Anonymous 0 Comments

There was a combination of factors. First, spheres are stronger against implosion. A totally flat screen would be too weak to hold vacuum. Second, maybe most important, the electron beam is more like a water hose than a laser beam. An electric field focuses it to a point, and that point needs to coincide with the CRT inside surface. The focus electronics is simpler for a spherical surface because the beam length stays constant. Thirdly, for a similar reason, the scan/sweep electronics had to account for non-spherical beam lengths in order to maintain a constant transverse speed. Interestingly, they could also have moved the beam source farther back from the screen so the beam length was more constant. In other words, larger spheres have flatter surfaces. However, the market wanted thinner TVs they could set closer to the wall.

Anonymous 0 Comments

Because they were lit by a beam of electrons, and the aiming mechanism is a powerful magnet. Having the screen equally distant from the beam point was the best way to get it focused on the screen.

I realize this isn’t “ELI5” ish, but….I couldn’t think of a way to explain it better.

Anonymous 0 Comments

Becuase they were lit by a cathode tube. (CRT = Cathode ray tube) which needs a convex end-point. remember the “degauss” button on CRT’s, and [this](https://en.wikipedia.org/wiki/Degaussing#/media/File:Degauss-in-progress_at_Dell-Trinitron-monitor.jpg) happened. sometimes pixels got stuck due to magnetic aberrations. the convex screen was necessary at the time for CRT to work.

Anonymous 0 Comments

Imagine standing at a fixed point in a road, with a hose in your hand that can project water. A little way ahead of you is a large wall, and your job is to ensure that every spot of that wall is hit by the water. However you are not allowed to move from where you stand, all you can do is swivel left or right, up or down.

So acting like this you can indeed get the hose to point at every part of the wall, but the corners of the wall (which are further away from you) are going to get a weaker splosh, and it will take slightly longer for the hose water to actually hit them because the distance is longer.

A CRT operates in a similar fashion. The “hose of water” is actually a beam of energised particles and instead of swivelling the cathode, electromagnets are used to bend the direction of the beam. But the important point is that all those particles come from a fixed point (the cathode, which is the “C” in CRT).

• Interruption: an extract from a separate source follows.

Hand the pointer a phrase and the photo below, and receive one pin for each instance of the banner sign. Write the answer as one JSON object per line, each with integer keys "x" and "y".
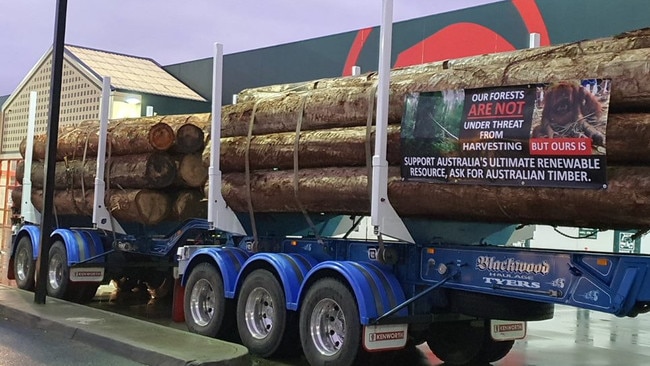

If the inside of the screen that they’re being beamed at is flat, they have the same problem as you had with the hose: the corners of the screen are further away so the particles take longer to reach it and have less energy when they arrive. This would manifest itself as colour-washout in the corners of the screen.

Of course the perfect solution to this would be for the screen to be hemispherical, because then all parts of it are literally the same distance from the cathode emitter. But that’s not very practical for humans to watch, so manufacturers compromised by making the screen somewhat curved, which reduces the corner colour fade to acceptable levels.